Alors que l’école de langues commence tout juste à prendre son essor et
que le nombre d’élèves augmente de jour en jour, Ana reçoit un appel
téléphonique hautement contrariant, voire même inquiétant.
Un guide en espagnol du petit groupe des vétérans, qu’elle a par le passé
beaucoup aidé, l’informe fort aimablement et après l’avoir assuré de son
amitié et de l’admiration sans borne qu’il porte à sa beauté, qu’un groupe
de personnes malfaisantes se prépare à déposer une plainte contre elle non
seulement à la police mais aussi auprès de son ambassade, pour travail
illégal. Comme nous, Ana a un visa touristique et ne peut à ce titre
travailler contre rémunération, ni même bénévolement car les associations
caritatives étrangères doivent signaler au préalable aux autorités les
identités de ceux qui viennent les aider.
Ana comprend rapidement que son interlocuteur fait partie du groupe des
délateurs. Il en est vraisemblablement le délégué, chargé de la besogne
d’intimidation. Les menaces sont claires et le sang d’Ana ne tarde pas à
bouillir d’une redoutable colère ibérique.

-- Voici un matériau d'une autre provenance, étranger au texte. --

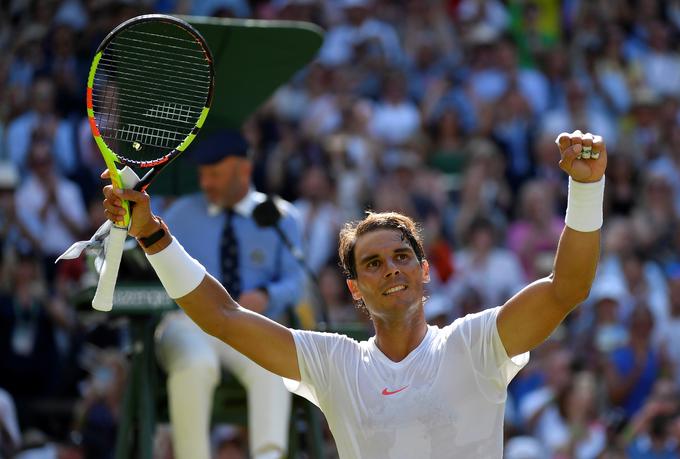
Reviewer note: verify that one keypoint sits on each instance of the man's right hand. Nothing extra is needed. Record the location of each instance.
(143, 223)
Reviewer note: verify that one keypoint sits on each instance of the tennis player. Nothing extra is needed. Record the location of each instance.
(412, 390)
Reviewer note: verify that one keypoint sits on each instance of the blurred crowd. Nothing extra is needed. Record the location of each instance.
(444, 110)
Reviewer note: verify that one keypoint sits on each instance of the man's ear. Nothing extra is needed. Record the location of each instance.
(426, 271)
(354, 289)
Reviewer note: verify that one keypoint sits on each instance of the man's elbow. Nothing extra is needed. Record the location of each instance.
(570, 295)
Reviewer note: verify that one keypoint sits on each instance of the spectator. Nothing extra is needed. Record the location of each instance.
(494, 272)
(538, 229)
(632, 370)
(58, 132)
(262, 275)
(58, 226)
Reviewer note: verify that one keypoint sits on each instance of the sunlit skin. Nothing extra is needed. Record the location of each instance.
(385, 260)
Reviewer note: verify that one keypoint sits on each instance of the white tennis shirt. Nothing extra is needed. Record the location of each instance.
(446, 399)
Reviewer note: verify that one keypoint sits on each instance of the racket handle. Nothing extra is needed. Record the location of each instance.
(103, 297)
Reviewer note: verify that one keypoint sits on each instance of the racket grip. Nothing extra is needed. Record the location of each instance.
(103, 297)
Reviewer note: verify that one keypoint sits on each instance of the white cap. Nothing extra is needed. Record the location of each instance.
(524, 448)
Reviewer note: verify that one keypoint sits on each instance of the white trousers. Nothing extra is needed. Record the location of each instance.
(192, 361)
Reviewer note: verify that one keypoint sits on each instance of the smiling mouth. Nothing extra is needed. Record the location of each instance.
(395, 289)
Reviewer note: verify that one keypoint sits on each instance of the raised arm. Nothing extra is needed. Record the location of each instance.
(529, 317)
(205, 301)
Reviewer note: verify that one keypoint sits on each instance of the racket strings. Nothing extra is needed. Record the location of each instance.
(149, 91)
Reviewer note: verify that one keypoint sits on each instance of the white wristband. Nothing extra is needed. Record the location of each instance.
(584, 205)
(178, 271)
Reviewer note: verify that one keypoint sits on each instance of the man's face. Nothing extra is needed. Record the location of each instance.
(225, 183)
(390, 279)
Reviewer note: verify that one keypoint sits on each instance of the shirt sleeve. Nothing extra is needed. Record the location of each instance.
(318, 354)
(493, 368)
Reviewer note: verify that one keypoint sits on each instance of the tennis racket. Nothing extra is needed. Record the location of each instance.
(149, 91)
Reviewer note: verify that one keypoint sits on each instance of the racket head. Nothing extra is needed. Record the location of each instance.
(149, 90)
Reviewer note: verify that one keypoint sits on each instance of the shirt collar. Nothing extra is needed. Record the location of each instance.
(244, 207)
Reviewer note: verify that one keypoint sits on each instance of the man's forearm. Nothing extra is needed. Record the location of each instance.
(575, 265)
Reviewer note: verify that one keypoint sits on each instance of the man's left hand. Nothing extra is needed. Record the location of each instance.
(255, 300)
(582, 156)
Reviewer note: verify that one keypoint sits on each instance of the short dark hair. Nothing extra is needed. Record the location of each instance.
(373, 222)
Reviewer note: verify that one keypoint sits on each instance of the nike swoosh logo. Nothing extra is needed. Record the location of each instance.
(392, 392)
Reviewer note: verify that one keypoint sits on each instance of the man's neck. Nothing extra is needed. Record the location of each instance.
(397, 339)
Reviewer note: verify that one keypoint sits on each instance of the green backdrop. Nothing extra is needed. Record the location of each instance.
(252, 59)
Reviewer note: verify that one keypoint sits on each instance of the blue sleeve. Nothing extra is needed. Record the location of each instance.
(287, 289)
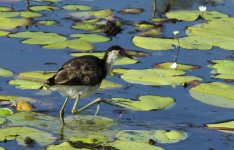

Elle se sent trahie par certains qu’elle ne considérait peut-être pas comme
des amis mais en tous cas de bonnes relations.
L’explication de ces menaces est simple : les vieux guides ne veulent en
aucun cas que d’autres puissent parler l’espagnol (l’italien, le français)
car ils craignent que trop de concurrence ne nuise au montant de leurs
revenus et ne leur permette plus la vie confortable qu’ils ont jusqu’alors
menée.
Leur argument choc étant : « Quand nous avons voulu apprendre les langues
étrangères nous avons dû aller à Delhi, les autres n’ont qu’à en faire
autant et tan pis pour ceux qui n’en n’ont pas les moyens ! »
Ce qui constitue une remarquable illustration de l’égoïsme, associé à la
cupidité et au sens aigu de l’intimidation d’autrui.
Leur attitude est d’autant plus stupide que les touristes abondent à
Khajuraho et que tous ne parviennent pas à trouver un guide disponible et
compétent. Certains de la vieille école se contentant de réciter d’une voix
monocorde un texte appris par cœur, répétant à chaque groupe et aux mêmes
moments de la visite, les mêmes plaisanteries éculées (vu la nature des
sculptures je laisse à imaginer leur saveur).
Une réunion de crise est immédiatement organisée chez Guruji en présence
d’Ali Murad, de quelques fidèles à la cause, et d’un haut magistrat, le chef
de la police du secteur.
Ce dernier assure à Ana qu’elle ne risque absolument rien car à aucun moment
il n’a été question de demander un paiement aux élèves. Une simple
cotisation destinée à payer la location des salles de classe et les frais de
photocopieuse était prévue. Quoiqu’il en soit toutes les plaintes du
district transitent entre ses mains et, le cas échéant, il se fera un
plaisir de déchirer celle contre Ana. Lui-même est fort intéressé par les
leçons d’espagnol auxquelles il comptait participer pour sa culture
personnelle et certainement pas pour piquer le boulot des guides.
Mais Ana et nous estimons qu’il serait stupide de prendre le moindre
risque, nos futurs visas pour l’Inde risqueraient d’en pâtir et il n’en est
pas question.
Cette année il ne s’agissait que d’une expérience, bénévole, destinée à
tâter le terrain. Tout compte fait celui-ci est miné et boueux.
Mais la demande et la nécessité d’une école de langue sont tangibles. Il
faut maintenant qu’Ana se préoccupe d’obtenir toutes les autorisations
souhaitées. Guruji et Murad Ali, conscients de l’inculture des villageois
qui les contraint à harceler les touristes pour leur fourguer les mêmes
bijoux, les mêmes vêtements ou les mêmes balades en rick-show voudraient
créer un centre culturel actif, ouvert à tous (et toutes rêvons un peu) et
où l’enseignement des langues serait une priorité.
En attendant Ana est furax.
Une Espagnole, un Italien et une Française se retrouvent fort marris sur
la terrasse d’un hôtel de Khajuraho.
« C’est pas grave, dit la Française, on fera l’école l’année prochaine »
Et pour se remonter le moral les trois comparses vont se mitonner un bon plat de spaghettis à la sauce tomate chez Iqbal.